Find equation of tangent line of the function f(x)= (x-7)/(x-1) at (3,-1)

y = (x-7)/(x-1) = (x-7)(x-1)^-1

y'= (x-1) - (x-7))/(x-1)^2 = 6/(x-1)^2

y'(3) = 6/(3-1)^2 = 6/4 = 3/2

y'(3) = 3/2 = slope of the tangent line at (3,-2) y(3)= (3-7)/(3-1) = -4/2 = -2

tangent's equation is y+2 = (3/2)(x-3) in point slope form

or

y = 1.5x -6.5 in slope intercept form

The point of tangency to:

f(x)= (x-7)/(x-1)

at (3,-1) has been corrected to (3, -2), which lies on the curve y = f(x)… (3-7)/(3-1) = -4/2 = -2

With something like f(x)= (x-7)/(x-1)… the usual procedure for the derivative would be the ‘quotient’ rule… perfectly valid.

There is a completely optional shortcut here: f(x) = (x - 1 - 6)/(x - 1) = 1 - 6/(x - 1) ==>

Given that differentiating 1/(x - 1) will be almost identical to differentiating 1/x (which produces -1/x² ), we quickly see that:

f’(x) = (-6)(-1)/(x - 1)² = 6 / (x - 1)²

f’(3) = 6/2² = 3/2

Point-Slope form: y - y₁ = m(x - x₁) [**]

(y - (-2)) = (3/2)(x - 3) ==> y + 2 = (3/2)(x - 3)

Slope-Intercept form:

y + 2 = (3/2)x - 9/2 ==> y = (3/2)x - 9/2 - 4/2 ==> y = (3/2)x - 13/2

[**] For jotting something down quickly, I often like to use a modified Point-slope form (which you will sometimes see in Calculus books):

(y - y₁) / (x - x₁) = m

which may be intuitive, if only because slope ‘m’, after all, means “rise” / “run”.

Of course, if you are asked for the equation of a line in Point-slope form, the expectation is the traditional form.

First make sure the point (3, -2) is on the given function:

f(3) = (3-7)/(3-1) = -4/2 = -2 ; check

Use the quotient rule to determine the derivative. Note that the rational function has a vertical asymptote at x = 1, so the derivative will not be defined at x = 1 either.

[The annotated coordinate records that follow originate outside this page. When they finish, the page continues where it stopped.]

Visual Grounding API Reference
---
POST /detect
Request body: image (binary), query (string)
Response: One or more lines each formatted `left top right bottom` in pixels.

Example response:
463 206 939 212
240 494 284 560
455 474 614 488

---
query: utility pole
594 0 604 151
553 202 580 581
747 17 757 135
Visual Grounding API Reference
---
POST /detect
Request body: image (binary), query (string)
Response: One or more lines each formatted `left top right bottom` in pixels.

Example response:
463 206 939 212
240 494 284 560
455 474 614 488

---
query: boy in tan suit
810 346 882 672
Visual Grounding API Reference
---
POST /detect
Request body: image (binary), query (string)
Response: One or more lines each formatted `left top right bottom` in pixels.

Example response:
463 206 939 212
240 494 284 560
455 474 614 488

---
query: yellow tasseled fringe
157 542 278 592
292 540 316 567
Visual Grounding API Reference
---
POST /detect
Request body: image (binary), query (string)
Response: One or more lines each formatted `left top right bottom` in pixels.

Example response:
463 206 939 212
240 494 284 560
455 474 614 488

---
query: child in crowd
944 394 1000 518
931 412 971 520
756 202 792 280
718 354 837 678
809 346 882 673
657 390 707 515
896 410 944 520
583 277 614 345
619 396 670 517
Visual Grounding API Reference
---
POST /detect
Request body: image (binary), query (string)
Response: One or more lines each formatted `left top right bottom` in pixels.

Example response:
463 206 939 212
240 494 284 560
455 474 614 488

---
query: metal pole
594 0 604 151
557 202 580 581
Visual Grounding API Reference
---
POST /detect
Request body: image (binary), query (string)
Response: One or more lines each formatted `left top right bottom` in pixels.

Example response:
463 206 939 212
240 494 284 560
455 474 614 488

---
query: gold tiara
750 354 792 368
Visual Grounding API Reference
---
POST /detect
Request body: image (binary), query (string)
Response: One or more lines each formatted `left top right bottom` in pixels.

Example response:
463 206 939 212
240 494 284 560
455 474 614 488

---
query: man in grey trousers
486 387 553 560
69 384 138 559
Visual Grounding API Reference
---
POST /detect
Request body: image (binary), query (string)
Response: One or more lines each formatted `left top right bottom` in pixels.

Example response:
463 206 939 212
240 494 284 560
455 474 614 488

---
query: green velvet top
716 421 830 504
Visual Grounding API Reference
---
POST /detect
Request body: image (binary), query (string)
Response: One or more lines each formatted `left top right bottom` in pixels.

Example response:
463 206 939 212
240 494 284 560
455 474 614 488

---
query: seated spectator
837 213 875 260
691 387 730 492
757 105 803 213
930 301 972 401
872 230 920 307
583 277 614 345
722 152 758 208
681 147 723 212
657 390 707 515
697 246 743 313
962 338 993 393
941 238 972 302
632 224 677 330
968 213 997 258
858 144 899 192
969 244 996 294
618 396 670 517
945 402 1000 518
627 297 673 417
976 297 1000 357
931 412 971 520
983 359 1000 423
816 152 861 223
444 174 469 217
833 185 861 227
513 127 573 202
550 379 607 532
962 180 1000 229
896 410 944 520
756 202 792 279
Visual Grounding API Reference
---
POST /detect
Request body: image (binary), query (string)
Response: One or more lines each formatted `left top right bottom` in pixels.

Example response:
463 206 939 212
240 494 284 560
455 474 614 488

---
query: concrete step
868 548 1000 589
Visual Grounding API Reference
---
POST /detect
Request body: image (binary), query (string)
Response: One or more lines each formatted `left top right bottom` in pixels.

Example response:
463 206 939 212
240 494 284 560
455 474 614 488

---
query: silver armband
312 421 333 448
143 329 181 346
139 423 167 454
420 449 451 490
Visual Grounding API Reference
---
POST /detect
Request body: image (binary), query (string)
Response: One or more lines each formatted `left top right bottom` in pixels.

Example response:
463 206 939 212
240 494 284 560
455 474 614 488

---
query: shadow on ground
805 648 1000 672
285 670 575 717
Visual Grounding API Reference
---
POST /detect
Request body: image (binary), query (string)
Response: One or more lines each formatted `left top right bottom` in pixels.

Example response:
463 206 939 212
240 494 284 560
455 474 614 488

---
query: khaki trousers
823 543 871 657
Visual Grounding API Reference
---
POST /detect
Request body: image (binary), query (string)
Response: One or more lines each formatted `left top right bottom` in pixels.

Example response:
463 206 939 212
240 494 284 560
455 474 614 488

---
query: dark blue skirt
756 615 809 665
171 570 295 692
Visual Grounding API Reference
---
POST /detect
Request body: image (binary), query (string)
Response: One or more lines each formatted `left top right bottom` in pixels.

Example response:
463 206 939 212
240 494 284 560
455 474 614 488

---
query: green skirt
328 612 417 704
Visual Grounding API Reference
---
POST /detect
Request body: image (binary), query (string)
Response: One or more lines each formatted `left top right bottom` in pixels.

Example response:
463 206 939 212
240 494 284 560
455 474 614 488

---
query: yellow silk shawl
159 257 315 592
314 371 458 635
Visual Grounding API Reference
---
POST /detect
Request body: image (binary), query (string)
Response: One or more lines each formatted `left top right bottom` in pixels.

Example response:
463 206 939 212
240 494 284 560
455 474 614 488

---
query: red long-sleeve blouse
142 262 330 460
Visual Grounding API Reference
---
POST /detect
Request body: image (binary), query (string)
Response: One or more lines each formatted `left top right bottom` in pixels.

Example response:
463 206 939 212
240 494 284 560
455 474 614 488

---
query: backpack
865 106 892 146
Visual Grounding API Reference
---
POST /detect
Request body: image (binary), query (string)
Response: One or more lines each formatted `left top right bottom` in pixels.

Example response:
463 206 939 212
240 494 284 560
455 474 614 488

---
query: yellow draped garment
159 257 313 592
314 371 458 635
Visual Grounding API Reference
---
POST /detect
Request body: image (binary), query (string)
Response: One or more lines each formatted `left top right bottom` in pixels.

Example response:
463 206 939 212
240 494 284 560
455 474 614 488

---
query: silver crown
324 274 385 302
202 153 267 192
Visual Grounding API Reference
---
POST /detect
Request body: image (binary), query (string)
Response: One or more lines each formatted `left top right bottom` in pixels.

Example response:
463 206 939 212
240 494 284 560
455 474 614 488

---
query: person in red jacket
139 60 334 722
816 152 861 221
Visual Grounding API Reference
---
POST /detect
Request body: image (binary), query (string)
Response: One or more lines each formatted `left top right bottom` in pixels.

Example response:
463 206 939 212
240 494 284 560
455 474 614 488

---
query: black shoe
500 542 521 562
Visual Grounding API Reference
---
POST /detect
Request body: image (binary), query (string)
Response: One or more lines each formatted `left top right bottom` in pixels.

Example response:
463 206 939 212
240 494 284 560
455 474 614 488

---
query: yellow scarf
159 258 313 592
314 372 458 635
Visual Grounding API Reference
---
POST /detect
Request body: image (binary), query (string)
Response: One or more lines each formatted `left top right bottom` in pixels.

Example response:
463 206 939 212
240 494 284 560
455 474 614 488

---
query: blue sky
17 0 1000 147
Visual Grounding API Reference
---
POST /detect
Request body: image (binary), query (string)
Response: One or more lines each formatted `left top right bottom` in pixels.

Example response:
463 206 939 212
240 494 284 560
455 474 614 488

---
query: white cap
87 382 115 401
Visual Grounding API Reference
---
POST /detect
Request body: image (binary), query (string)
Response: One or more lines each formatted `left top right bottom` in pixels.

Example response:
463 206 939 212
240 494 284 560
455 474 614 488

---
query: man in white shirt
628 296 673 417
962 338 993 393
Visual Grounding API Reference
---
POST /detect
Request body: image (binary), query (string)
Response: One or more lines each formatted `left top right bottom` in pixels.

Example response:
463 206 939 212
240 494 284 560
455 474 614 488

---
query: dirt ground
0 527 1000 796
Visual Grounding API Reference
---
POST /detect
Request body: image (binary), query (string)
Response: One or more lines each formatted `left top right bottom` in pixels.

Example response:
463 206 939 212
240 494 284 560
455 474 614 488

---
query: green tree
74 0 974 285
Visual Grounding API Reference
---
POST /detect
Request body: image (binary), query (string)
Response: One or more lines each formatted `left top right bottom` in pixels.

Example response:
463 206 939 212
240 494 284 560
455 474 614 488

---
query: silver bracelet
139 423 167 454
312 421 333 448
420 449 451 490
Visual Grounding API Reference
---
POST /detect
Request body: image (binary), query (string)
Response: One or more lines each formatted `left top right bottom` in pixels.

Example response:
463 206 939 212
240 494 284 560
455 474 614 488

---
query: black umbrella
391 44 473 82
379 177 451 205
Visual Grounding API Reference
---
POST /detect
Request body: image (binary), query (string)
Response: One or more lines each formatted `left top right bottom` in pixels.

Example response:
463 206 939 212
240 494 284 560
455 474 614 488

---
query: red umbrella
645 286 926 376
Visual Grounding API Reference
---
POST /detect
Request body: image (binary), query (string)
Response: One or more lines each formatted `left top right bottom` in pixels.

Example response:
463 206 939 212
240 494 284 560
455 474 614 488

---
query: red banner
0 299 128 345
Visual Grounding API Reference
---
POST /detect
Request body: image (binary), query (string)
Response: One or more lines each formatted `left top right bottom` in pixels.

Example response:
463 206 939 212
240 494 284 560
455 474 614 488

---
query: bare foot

f'(x) = [(x-1)1 - (x-1)1]/(x-1)²= 6/(x-1)²

The value of the derivative at x = 3:

f'(3) = 6/(3-1)²= 6/4 = 3/2

So the equation of the tangent line using point slope:

y - (-2) = (3/2) (x - 3)

y = (3/2)x - 13/2

Visit this graph and use the moveable point to see different tangent lines along with corresponding slope. The light green dashed graph is the graph of the derivative and it is also evaluated at the x-coordinate of the moveable point to show that its y-coordinate is the slope of the tangent.

desmos.com/calculator/b6qfneslsu

Hope this makes sense!!! :)

Once you have the slope = 3/2, use y=mx+b with the slope and a point to find the b.

-2 = (3/2)^3 +b

-2 = 9/2 + b

-2 - 9/2 = -4/2 -9/2 = -13/2 = b.

The equation of the tangent line is y = (3/2)x - 13/2